AWS cloud services operate from many different regions (18 as of today).

It wasn’t long before I stumbled across the first problem — not all of them are enabled by default. The documentation says “Regions introduced after March 20, 2019, such as Asia Pacific (Hong Kong) and Middle East (Bahrain), are disabled by default. You must enable these Regions before you can use them.”

Enabling the Hong Kong (ap-east-1) and Bahrain (me-south-1) regions was super easy by following the documentation. I could manage all resources from the AWS web console.

Today I tried some operations from the AWS Command line interface (CLI) and got the following errors:

An error occurred (IllegalLocationConstraintException) when calling the DeleteBucket operation: The ap-east-1 location constraint is incompatible for the region specific endpoint this request was sent to.
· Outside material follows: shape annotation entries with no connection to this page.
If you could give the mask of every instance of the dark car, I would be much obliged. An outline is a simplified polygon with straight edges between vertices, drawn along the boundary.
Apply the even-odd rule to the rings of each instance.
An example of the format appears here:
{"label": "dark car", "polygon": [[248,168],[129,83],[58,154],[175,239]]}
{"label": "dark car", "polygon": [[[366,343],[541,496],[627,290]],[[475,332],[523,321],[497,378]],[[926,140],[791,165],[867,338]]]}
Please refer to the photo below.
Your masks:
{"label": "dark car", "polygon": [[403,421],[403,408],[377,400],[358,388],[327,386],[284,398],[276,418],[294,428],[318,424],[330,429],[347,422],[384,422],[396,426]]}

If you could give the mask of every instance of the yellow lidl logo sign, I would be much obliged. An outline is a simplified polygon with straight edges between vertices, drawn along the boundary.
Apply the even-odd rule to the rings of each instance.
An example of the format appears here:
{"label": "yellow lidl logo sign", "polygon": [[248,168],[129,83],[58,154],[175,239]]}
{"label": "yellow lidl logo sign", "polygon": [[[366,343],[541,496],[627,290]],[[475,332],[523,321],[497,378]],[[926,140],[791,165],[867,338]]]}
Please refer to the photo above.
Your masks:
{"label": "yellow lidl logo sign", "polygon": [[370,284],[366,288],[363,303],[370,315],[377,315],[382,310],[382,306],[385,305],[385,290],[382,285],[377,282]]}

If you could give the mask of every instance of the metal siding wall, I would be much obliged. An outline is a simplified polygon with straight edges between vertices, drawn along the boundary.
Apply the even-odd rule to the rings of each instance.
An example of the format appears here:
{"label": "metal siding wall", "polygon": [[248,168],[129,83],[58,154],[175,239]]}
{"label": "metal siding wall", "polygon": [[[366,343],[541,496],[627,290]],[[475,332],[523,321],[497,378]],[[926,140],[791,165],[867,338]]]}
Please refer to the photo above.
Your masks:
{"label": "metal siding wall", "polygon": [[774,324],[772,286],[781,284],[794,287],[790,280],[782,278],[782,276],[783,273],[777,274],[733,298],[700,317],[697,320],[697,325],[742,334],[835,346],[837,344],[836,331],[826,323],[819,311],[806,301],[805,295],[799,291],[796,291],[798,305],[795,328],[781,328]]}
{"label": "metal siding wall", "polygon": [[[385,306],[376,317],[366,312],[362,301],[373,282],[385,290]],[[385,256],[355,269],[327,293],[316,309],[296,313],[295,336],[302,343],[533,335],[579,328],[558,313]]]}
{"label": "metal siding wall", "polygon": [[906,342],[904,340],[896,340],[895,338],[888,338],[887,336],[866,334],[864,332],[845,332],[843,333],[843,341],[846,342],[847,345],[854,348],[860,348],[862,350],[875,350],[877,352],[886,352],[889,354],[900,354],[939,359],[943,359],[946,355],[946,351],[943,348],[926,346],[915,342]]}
An error occurred (IllegalLocationConstraintException) when calling the DeleteBucket operation: The me-south-1 location constraint is incompatible for the region specific endpoint this request was sent to.

fatal error: An error occurred (IllegalLocationConstraintException) when calling the ListObjects operation: The ap-east-1 location constraint is incompatible for the region specific endpoint this request was sent to.

fatal error: An error occurred (IllegalLocationConstraintException) when calling the ListObjects operation: The me-south-1 location constraint is incompatible for the region specific endpoint this request was sent to.

fatal error: An error occurred (InvalidToken) when calling the ListObjectsV2 operation: The provided token is malformed or otherwise invalid.

It turns out that the CLI authenticates using the “global” endpoint of the AWS Security Token Service (AWS STS). And by default, the “global” STS endpoint will not work with the two new regions: Hong Kong (ap-east-1) and Bahrain (me-south-1). There is an official documentation on how to fix this compatibility issue by making the “global” STS endpoint “Valid in all AWS Regions”.

If you do a lot of AWS API calls, it’s probably worth to consider the new default of AWS and to try the “regional” STS endpoints: “AWS recommends using Regional AWS STS endpoints instead of the global endpoint to reduce latency, build in redundancy, and increase session token validity.” This is already supported in the CLI, too.